= Domar aggregation =

Approach to aggregating growth measures

Domar aggregation is an approach to aggregating growth measures associated with industries to make larger sector or national aggregate growth rates. The issue comes up in the context of national accounts and multifactor productivity (MFP) statistics.

The objective is to construct the growth rate of an aggregate MFP residual, a sector or national total, as a weighted average of the growth rates of the MFP residuals of its component industries or firms, usually to discuss how industry-specific changes affected the aggregate. The weights on each industry are called Domar weights. The Domar weight for each industry when adding their MFPs together is the ratio of the nominal value of each industry's gross output to GDP, the sum of value-added output of all the industries together. The objective is to properly account for effects of productivity changes in intermediate goods and industries whose goods are both output and inputs for other industries. The term "market value of the industry's output" can be used in place of the accounting term "gross output."

By construction, Domar weights sum up to a figure larger than 1.0, because the revenue of some firms comes from the sales of intermediate to other firms so some revenues are multiply counted in the firm by firm accounting, in the numerators of the Domar weights, but are netted out in GDP. Example: a tire-maker's sales might go mainly to the makers of cars, trucks, bicycles, and so forth who sell their products with tires included, so tire revenues are multiply counted.

== History ==
This methodology was introduced by Evsey Domar (1961). Economist Charles Hulten developed this theory more formally in a model of a closed economy.

Hulten (1978) used "observed expenditure shares" as weights, and in that model "the first-order impact on output of a TFP shock to a firm or an industry is equal to that industry or firm’s sales as a share of output." Hulten's framing became standard.

== National accounting variations ==
Reinsdorf and Yuskavage (2010, p. 88) evaluate several ways to summarize and decompose industry and regional data to national data flows on productivity change:

In the models of Baqaee and Farhi, revenue-based Domar weights are defined for producer firms by their "sales share", their revenue divided by GDP, the traditional Domar weight. In these models, which include price/cost markups by the producing firms (imperfect competition), the authors show that an analogous concept which they call cost-based Domar weights more accurately apportions productivity when aggregating to the national aggregate level. In a simpler model, Hall (1990) had a similar result.
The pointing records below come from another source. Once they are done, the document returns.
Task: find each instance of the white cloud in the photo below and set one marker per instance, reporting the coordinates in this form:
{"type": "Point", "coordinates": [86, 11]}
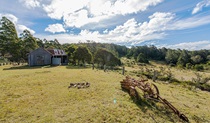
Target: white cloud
{"type": "Point", "coordinates": [19, 27]}
{"type": "Point", "coordinates": [11, 17]}
{"type": "Point", "coordinates": [31, 3]}
{"type": "Point", "coordinates": [79, 13]}
{"type": "Point", "coordinates": [134, 32]}
{"type": "Point", "coordinates": [200, 5]}
{"type": "Point", "coordinates": [55, 28]}
{"type": "Point", "coordinates": [190, 45]}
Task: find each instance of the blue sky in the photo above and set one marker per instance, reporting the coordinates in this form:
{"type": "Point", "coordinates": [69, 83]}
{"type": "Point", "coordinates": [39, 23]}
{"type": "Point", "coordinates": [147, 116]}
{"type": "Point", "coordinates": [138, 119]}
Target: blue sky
{"type": "Point", "coordinates": [183, 24]}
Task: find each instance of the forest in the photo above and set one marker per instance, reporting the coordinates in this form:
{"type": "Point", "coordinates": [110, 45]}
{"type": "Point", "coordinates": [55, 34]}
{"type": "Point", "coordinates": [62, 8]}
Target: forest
{"type": "Point", "coordinates": [15, 48]}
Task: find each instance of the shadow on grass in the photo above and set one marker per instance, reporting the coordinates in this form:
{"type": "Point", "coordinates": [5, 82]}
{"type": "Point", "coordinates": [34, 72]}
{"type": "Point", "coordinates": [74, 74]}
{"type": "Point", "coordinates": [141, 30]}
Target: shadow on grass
{"type": "Point", "coordinates": [28, 67]}
{"type": "Point", "coordinates": [77, 67]}
{"type": "Point", "coordinates": [161, 110]}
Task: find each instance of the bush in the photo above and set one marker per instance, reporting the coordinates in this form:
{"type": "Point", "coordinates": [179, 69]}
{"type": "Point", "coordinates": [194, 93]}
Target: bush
{"type": "Point", "coordinates": [198, 67]}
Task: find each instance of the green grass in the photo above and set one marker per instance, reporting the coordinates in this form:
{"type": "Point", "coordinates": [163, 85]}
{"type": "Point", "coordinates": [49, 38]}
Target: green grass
{"type": "Point", "coordinates": [41, 94]}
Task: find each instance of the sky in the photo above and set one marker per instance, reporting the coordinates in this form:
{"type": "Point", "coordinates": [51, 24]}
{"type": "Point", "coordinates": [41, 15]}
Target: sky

The Baqaee-Farhi approach enables a growth accounting in which (1) input factors like labor, capital, and energy can have Domar weights, just as industries or firms do, and (2) it is possible to separately estimate effects of overall technological improvement and of "allocative efficiency" which is higher in perfect competition and lower if price-to-cost markups are large. Markups tend to be higher to the extent that oligopolistic firms have market power.